Some municipal pipelines have been around for more than 100 years and, like every man-made infrastructure, have begun to wear out. As pipelines fail to meet regulatory requirements and performance standards, municipalities need to rehabilitate or replace them.

According to the 2016 Canadian Infrastructure Report Card, the total combined linear asset (i.e., distribution and transmission pipes) replacement value of potable water, wastewater, and stormwater is approximately $204 billion. Many municipalities and water utilities lack funds to rehabilitate or replace pipelines that are in poor condition. The current renovation/renewal rate is not enough, which means this infrastructure deficit will keep on growing.

Over the past two decades, innovative trenchless construction methods have been developed to repair, renew and replace pipelines, without the need for continuous excavations. These technologies not only provide direct cost-savings but also have lower social and environmental costs. Trenchless pipe rehabilitation techniques such as cured-in-place pipe, sprayed-in-place pipe, and slip lining, build new pipe using existing pipe as a form.

Utilizing trenchless rehabilitation techniques that reduce the construction footprint can have a huge impact on social, environmental and capital costs. For example, the City of Winnipeg has saved considerably on gravity pipeline renovation, by shifting from “cut and fill” replacement to trenchless lining techniques.

A study conducted in 2008 compared the costs of the open-cut method to pipe-bursting, which is an online pipeline replacement technique. It concluded that trenchless pipe bursting is less expensive than the open-cut method by about $4.70 per foot per inch of diameter. According to a 2005 study, restoration of existing surfaces and utilities, which were removed or damaged during trench excavation, equates to approximately 70% of the budget on open-cut projects.

By going trenchless, there is the potential to save millions of dollars. When compared to other technologies, savings of $130 million were made by Winnipeg from 1997 to 2012 by using cured-in-place-pipe for 145 km of sewer rehabilitation. The City can save a further $390 million when it rehabilitates another 433 km of its sewer infrastructure.
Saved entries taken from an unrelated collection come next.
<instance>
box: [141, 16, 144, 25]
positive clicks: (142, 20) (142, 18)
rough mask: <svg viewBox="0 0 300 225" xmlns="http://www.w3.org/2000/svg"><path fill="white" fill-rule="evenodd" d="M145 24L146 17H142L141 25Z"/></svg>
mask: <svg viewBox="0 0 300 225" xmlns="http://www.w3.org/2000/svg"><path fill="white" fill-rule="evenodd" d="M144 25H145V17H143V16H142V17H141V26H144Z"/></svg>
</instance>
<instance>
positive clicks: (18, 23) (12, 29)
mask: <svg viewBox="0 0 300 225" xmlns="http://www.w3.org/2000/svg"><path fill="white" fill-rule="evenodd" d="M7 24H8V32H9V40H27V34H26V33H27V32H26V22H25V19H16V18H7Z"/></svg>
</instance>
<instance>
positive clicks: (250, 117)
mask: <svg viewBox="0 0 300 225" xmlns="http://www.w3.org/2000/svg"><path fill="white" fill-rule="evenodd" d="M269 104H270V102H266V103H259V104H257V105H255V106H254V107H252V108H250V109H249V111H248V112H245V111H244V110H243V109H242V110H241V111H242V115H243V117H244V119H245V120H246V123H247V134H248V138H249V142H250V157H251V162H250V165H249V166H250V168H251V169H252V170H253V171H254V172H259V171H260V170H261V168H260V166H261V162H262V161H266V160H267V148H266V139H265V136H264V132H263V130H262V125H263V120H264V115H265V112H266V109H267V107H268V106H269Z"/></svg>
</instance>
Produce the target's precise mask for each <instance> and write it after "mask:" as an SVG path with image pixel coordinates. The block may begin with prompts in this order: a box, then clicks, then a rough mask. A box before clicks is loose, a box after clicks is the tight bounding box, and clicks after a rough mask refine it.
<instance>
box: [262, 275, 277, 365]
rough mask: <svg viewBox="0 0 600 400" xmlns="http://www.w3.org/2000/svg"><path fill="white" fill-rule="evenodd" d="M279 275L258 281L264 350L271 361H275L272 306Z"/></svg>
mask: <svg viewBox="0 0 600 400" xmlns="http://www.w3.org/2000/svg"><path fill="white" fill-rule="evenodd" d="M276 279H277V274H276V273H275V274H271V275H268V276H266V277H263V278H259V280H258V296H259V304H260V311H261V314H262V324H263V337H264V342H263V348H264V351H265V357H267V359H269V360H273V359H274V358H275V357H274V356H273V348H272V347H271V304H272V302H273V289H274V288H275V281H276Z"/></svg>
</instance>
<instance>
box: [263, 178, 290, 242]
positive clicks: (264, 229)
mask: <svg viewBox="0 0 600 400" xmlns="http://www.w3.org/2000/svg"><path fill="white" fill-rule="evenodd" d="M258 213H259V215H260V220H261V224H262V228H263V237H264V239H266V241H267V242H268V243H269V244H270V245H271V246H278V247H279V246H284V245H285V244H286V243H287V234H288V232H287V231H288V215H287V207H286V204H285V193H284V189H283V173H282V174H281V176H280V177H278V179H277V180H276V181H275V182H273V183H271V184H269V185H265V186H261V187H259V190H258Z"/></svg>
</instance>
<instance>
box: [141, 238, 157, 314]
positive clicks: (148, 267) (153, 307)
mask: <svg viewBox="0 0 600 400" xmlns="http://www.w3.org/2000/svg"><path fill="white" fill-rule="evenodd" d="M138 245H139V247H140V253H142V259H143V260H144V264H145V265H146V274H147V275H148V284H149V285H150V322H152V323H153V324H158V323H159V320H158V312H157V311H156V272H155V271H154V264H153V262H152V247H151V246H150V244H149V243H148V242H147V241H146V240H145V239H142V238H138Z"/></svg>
Pipeline rehabilitation and replacement decisions should consider direct, social and environmental costs. According to the 2013 Municipal Infrastructure Survey, approximately 71% of the respondents considered trenchless technologies to be cost-effective and efficient methods for installation and rehabilitation of deep pipelines and pipelines crossing roads, railway tracks, rivers, and other inaccessible and environmentally sensitive areas.

“By using trenchless techniques, municipalities can stretch their limited capital budgets and can do more pipeline rehabilitation with less money,” says Jonathan Pearce, past chair of the Centre for Advancement of Trenchless Technologies.